Indonesia adalah salah satu bangsa yang terdiri dari
berbagai suku bangsa, yang memiliki banyak sekali kebudayaan, adat istiadat dan
juga tradisi yang beraneka ragam. Sehingga semboyan “Bhineka Tunggal Ika” yang
artinya berbeda-beda tetap satu jua. Begitu kompleknya kebudayaan dan adat
istiadat yang ada, ini berarti menyangkut berbagai segi kehidupan manusia.
Jika ada daerah di Jawa Barat yang masih tetap
mempertahankan nilai-nilai dan tradisi warisan leluhurnya, maka salah satu
daerah itu adalah Kampung Naga. Jika ada masyarakat tatar sunda yang memiliki
kekayaan budaya yang khas, salah satunya adalah masyarakat kampung Naga.
Masyarakat kampung Naga merupakan salah satu
masyarakat adat di Jawa Barat, di samping masyarakat adat lainnya seperti yang
di jumpai di kampung Kuta (Ciamis), kampung Dukuh dan Kampung Pulo (Garut),
kampung Mahmud (kabupaten Banten), kampung Urug (Bogor), dan kampung
Ciptarasa-Sirnarasa di Kabupaten Sukabumi.

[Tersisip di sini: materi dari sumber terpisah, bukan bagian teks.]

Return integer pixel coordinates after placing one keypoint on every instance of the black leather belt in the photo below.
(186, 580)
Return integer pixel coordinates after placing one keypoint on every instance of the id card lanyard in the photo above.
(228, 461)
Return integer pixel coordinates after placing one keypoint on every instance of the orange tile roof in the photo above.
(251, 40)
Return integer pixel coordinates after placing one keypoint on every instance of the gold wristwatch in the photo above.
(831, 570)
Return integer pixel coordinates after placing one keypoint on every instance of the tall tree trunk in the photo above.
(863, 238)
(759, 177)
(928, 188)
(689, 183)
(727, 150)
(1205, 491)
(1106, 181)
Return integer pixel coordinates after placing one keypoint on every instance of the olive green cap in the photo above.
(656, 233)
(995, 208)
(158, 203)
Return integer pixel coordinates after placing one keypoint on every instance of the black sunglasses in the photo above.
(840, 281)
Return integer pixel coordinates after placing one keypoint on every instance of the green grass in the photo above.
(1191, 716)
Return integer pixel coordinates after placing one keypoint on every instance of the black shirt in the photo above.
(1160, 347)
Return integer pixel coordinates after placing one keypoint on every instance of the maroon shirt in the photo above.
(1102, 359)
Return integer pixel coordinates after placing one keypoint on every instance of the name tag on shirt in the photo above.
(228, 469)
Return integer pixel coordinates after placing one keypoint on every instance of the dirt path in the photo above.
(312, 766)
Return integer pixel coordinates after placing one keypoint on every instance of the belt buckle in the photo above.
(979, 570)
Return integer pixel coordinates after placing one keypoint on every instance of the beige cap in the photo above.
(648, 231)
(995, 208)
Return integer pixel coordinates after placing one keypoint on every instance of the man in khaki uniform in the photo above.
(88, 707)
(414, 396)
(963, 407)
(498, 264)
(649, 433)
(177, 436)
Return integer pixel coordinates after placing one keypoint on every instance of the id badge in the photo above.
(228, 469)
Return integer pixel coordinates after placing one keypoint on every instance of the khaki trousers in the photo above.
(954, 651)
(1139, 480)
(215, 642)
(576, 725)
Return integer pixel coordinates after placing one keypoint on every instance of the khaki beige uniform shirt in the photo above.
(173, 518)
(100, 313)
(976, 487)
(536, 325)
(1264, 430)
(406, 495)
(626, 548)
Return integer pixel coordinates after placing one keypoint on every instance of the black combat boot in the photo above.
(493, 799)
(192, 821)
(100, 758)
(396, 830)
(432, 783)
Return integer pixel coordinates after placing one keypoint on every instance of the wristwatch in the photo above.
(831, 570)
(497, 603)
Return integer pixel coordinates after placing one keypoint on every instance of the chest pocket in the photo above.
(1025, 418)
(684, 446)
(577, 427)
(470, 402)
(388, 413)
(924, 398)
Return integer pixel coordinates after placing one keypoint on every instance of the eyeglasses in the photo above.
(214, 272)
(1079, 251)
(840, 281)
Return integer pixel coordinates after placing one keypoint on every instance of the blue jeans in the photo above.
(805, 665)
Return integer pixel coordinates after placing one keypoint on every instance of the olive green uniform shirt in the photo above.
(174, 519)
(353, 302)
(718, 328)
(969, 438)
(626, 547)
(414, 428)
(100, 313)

Masyarakat adat kampung Naga menempati sebuah
wilayah adat yang disebut kampung Naga. Nama itu hampir bisa dipastikan tidak
ada hubungannya dengan Negara bagian Naga di India selatan. Warga kampung Naga
sama sekali tidak memiliki kaitan apapun dengan suku bangsa manapun, kecuali
dengan msyarakat Sunda.
Sebagai bagian dari masyarakat sunda, warga kampung
Naga telah memperkaya budaya Sunda, dimana prinsip-prinsip yang diwariskan
leluhurnya ternyata memiliki kearifan dalam sistem pengetahuan lokal, sesuatu
yang selama ini dikesampingkan oleh orang modern.
Berbagai pengetahuan lokal yang masih tetap dipetahankan
itu antaralain menyangkut penyelarasan hubungan alam dan lingkungan. Dalam
hubungan itu, warga kampung Naga, demi kelangsungan hidupnya, mencoba
melindungi tempat tinggalnya melalui usaha menjaga kelestarian wilayahnya
dengan adanya “leuwung larangan” dan “Leuwung tutupan”.[1]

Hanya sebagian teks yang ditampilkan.